東京、北海道、金沢、大阪、福岡ほか 名店の「昼膳」 第17回 桜の便りとともに、本誌の人気特集、「昼膳」の最新版が完成しました。編集部が日本全国より厳選した名店の数々をご紹介。ぜひ長くご活用ください。
前回の記事はこちら>> ※以下の記事は、『家庭画報』2020年4月号取材当時の情報です。営業状況等は変更となっている場合もありますので、最新情報は公式ホームページ等でお確かめください。 【福岡】
気鋭店を訪ねる旅の楽しみ
コースのハイライト「季節の八寸」。筍の木の芽和え、帆立のあられ揚げ、春野菜の煮浸し、自家製卵焼きと海老・そら豆などがあでやかに。【御料理 古川】(福岡市)─日本料理
主人の想いを込めた八寸が卓上に花開く
芽吹きの春を写し取ったような先付、ふくよかな味わいのお椀。
ひとたびコースが始まると、福岡の旬の恵みのおいしさが立ち上り、見ただけでも心躍るような料理が次々と登場します。そしてその感動は、季節の八寸が運ばれた瞬間、最高潮に達することでしょう。

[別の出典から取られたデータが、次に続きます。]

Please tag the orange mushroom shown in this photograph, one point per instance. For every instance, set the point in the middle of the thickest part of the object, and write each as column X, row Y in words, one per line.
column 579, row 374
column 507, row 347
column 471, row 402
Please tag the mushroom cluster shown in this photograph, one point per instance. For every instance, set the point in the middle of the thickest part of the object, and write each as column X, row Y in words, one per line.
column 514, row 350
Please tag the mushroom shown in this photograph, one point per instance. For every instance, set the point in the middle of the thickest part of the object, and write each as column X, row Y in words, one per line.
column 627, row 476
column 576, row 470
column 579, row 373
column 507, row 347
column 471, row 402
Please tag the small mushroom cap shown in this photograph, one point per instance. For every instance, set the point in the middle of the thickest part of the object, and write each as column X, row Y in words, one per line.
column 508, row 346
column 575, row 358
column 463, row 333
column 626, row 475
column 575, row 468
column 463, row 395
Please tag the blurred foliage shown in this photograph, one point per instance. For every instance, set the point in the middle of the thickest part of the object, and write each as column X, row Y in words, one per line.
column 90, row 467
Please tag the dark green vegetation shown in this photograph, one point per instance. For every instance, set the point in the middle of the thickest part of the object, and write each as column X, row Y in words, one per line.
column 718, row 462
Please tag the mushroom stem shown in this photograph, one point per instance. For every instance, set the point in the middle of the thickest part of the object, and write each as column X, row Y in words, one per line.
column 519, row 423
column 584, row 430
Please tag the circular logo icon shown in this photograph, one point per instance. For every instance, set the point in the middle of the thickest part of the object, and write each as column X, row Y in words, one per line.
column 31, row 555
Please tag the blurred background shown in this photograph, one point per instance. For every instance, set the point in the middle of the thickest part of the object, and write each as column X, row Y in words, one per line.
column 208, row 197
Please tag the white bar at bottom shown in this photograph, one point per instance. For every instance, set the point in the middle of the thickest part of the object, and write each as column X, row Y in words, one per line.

玄海灘の鯛とさわらのお造り。ユニークな器は福岡・津屋崎の作家、藤吉憲典(ふじよしけんすけ)作。鮑の貝を型にして作られたオリジナルだ。食材だけでなく、器や暖簾なども地元産をセレクト。鯛の子、わらびの煮浸し、海老とそら豆。流水の酒杯にぼんぼりの器。絵巻物のような春の八寸には、ご主人・古川 誠さんの料理への想いがぎゅっと詰まっています。
糸島・加布里(かふり)産のはまぐりと卵葛豆腐のお椀。器はアンティークの秀衡椀。「日本料理を志したのは、華やかな八寸に憧れたからです。専門学校時代に『味吉兆』の“朝顔の八寸”を見て、美しすぎる! ──これは料理なのか?と言葉にならないほど感動しました。いつかは自分もそれだけ人の心を動かすことができる料理を作りたい。その気持ちが僕の原点です」。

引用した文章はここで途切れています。